Similarly with justice, for the secularist the ideology of ‘equality’ is, as David Cameron so memorably puts it, ‘a bottom-line, full essential’. It follows closely from a conception of justice based on Enlightenment rationality, of allowing each person to pursue his own desires without interference. When a ‘gay school pupil’ is taught the Faith in a Catholic school, or a Catholic parish declines to employ a catechist with an immoral lifestyle, these are barriers—not insuperable ones, but still illegitimate ones—to those people joyfully pursuing their desires. They are therefore are infringements of justice. The religious or private context, on this argument, can and should lend no protection from prosecution.
Look at it this way. The freedom the Church enjoys under a regime of ‘state neutrality’ is exactly the same as the freedom she is attempting to deny the pupil and the catechist: the freedom each individual has to pursue his own conception of the good. This is what the secularists mean when they say the Church is demanding special privileges, a ‘carve out’ from the law, and denying to others what she enjoys for herself.
It has taken the British debate a long time to catch up with the implications of these Enlightenment assumptions: the French caught up with them in the Revolution. It has now dawned on people that barriers to individuals pursuing their conception of the good are maintained not only by an oppressive state, but by employers and school teachers: including the Church as an employer and including Catholic teachers in Catholic schools. It has also dawned on people that a general atmosphere created by the expression of certain attitudes can be a barrier: notably racist and homophobic attitudes. It is beginning to dawn on people that the expression of the Church's teaching, by the Pope or by an ordinary Catholic in the street, creates just such an atmosphere, in which some people feel intimidated from pursuing their conception of the good (and doing so in accordance with the universally accepted conception of justice).

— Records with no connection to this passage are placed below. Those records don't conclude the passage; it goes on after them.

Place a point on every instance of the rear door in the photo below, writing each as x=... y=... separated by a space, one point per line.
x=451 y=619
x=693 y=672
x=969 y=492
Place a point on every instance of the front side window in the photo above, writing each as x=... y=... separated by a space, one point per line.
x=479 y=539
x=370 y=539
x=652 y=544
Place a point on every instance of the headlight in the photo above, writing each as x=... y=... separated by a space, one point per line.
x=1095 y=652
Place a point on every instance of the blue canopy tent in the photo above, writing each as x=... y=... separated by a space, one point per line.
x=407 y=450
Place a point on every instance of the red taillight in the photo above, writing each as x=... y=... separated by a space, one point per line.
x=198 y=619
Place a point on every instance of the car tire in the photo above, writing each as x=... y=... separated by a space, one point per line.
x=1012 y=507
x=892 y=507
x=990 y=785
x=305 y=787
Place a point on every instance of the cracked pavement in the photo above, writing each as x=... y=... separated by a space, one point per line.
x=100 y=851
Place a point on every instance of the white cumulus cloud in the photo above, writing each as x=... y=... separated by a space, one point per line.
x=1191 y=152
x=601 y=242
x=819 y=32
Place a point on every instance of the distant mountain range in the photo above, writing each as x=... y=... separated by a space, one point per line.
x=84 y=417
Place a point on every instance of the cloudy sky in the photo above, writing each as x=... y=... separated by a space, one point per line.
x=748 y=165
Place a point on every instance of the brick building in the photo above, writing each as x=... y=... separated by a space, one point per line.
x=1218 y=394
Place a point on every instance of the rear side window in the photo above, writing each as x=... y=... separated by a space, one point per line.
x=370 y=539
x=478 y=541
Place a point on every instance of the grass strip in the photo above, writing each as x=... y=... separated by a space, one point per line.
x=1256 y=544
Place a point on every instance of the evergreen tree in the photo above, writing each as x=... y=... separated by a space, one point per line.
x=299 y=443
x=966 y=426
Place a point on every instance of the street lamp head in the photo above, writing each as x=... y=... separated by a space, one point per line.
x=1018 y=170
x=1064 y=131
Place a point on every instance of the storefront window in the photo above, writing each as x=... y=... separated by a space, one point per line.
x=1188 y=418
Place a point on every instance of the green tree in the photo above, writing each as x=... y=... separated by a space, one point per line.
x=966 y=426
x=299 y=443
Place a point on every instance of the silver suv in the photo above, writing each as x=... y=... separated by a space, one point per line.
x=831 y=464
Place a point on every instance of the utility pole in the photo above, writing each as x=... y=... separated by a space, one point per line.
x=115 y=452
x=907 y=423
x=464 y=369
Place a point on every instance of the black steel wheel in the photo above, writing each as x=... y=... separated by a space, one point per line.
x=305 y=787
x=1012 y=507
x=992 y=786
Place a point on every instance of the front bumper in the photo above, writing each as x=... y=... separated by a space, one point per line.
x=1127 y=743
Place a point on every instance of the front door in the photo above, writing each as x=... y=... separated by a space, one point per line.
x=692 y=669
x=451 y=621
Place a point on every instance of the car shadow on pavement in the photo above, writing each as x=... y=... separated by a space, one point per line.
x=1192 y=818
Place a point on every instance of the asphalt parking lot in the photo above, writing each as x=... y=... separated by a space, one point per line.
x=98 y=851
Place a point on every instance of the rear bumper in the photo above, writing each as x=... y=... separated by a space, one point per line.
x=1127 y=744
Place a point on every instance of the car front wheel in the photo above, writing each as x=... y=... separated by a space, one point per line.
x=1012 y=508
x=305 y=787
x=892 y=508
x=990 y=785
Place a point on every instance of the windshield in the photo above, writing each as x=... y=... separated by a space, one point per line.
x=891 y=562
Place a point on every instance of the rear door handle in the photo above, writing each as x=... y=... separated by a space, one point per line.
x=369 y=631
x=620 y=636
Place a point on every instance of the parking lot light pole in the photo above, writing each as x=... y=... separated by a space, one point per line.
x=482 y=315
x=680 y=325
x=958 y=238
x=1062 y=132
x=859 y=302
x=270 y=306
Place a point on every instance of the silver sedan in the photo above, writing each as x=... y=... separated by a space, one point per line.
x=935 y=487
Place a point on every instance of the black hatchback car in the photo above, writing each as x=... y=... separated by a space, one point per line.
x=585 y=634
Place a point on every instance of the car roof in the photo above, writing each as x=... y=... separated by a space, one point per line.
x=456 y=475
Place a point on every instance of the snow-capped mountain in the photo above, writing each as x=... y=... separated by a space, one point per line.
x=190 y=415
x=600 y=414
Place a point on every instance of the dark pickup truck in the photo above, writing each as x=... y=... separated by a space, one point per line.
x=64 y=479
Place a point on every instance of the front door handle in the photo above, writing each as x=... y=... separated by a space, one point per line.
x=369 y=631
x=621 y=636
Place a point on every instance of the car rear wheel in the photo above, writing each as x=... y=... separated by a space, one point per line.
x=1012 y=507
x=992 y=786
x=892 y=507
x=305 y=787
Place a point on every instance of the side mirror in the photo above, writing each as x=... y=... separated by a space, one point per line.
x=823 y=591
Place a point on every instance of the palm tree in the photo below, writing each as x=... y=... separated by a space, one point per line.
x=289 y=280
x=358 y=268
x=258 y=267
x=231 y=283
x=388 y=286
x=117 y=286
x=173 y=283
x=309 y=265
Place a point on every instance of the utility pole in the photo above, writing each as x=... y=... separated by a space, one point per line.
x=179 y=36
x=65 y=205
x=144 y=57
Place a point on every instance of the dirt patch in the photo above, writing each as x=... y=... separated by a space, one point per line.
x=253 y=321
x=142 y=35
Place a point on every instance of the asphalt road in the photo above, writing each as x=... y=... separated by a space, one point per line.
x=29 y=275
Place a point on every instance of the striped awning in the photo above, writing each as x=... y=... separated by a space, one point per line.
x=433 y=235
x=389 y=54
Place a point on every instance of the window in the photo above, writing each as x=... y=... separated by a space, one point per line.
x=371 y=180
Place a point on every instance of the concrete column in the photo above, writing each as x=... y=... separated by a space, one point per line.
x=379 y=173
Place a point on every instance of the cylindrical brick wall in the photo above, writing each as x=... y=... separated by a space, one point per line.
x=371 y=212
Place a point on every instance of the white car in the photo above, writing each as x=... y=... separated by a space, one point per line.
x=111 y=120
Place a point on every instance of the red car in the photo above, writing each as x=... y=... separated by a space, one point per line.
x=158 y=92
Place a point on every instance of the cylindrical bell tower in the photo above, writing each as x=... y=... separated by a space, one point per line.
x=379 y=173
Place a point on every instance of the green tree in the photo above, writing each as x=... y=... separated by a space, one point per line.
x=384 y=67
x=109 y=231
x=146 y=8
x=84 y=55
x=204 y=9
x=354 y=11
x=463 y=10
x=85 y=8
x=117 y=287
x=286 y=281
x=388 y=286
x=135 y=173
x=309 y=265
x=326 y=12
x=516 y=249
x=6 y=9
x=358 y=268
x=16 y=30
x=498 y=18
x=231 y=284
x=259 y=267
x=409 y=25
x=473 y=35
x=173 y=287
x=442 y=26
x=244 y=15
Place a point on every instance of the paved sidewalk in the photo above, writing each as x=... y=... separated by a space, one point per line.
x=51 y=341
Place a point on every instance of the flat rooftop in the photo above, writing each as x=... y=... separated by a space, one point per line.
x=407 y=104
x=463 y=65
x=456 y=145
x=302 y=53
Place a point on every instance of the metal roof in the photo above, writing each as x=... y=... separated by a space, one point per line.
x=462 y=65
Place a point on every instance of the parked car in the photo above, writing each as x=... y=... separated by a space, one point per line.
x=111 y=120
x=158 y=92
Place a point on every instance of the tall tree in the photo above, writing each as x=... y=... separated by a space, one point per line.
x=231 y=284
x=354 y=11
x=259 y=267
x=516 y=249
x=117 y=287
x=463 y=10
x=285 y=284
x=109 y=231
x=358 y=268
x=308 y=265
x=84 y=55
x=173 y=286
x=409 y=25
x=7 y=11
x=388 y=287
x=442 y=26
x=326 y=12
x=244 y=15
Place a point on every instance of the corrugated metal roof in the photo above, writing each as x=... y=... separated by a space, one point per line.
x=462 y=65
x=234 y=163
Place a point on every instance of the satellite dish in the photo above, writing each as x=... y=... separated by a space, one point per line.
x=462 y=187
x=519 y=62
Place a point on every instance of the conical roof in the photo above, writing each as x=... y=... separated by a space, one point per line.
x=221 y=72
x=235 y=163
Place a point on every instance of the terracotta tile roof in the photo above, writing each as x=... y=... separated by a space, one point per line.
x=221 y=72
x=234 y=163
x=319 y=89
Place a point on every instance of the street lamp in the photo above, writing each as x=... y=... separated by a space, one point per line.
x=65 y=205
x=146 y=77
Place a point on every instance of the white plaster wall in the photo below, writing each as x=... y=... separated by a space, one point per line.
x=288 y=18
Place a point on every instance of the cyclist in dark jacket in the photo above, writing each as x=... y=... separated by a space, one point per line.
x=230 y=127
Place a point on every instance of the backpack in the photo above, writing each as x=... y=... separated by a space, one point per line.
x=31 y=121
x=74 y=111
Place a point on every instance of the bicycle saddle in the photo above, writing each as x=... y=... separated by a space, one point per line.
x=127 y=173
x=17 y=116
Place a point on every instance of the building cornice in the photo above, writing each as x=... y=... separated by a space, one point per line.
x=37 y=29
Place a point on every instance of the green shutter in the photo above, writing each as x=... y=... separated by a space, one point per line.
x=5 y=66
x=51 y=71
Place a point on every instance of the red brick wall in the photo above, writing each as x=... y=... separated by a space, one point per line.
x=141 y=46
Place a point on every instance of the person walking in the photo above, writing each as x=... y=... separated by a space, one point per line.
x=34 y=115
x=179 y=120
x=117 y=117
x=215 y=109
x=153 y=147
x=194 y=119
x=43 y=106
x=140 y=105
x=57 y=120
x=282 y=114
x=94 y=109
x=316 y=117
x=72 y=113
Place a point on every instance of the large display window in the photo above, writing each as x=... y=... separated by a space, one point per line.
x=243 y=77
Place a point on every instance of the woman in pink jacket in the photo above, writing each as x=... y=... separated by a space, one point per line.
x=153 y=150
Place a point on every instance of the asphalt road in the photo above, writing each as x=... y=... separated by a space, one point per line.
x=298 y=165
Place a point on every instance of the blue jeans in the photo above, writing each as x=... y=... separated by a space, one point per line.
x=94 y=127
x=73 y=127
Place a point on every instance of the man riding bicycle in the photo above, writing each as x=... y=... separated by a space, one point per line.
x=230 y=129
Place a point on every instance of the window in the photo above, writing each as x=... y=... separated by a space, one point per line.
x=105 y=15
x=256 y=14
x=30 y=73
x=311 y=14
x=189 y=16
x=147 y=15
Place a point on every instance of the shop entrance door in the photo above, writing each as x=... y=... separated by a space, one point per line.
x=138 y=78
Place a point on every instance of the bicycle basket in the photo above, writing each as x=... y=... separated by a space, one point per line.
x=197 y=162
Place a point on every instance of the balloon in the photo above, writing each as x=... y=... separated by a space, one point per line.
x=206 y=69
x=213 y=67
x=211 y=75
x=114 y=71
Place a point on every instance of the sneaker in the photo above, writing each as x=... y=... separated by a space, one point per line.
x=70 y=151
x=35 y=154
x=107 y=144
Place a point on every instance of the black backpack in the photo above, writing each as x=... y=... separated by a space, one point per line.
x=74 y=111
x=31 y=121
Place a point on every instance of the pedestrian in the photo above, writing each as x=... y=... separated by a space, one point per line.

Until the intellectual leadership of the Catholic Church—bishops, spokesmen, apologists, bloggers, teachers—understand the terms of the debate, we are going to get nowhere with our apologetics. In the meantime we are going to hemmed in more and more in our proclamation of the Gospel and our charitable work.
An effective apologetics has to address the issues over which the secularists disagree with the Church, and not concede the assumptions which make their position correct and the Catholic position incoherent. The issues we need to press are these: the hedonism at the basis of modern political calculations is sterile and unsatisfying; and the state should not be neutral between value claims—something which is not even possible—but accept the correct values. This approach does not guarantee success, but we will at least be engaging in a useful debate, and not ‘beating the air.’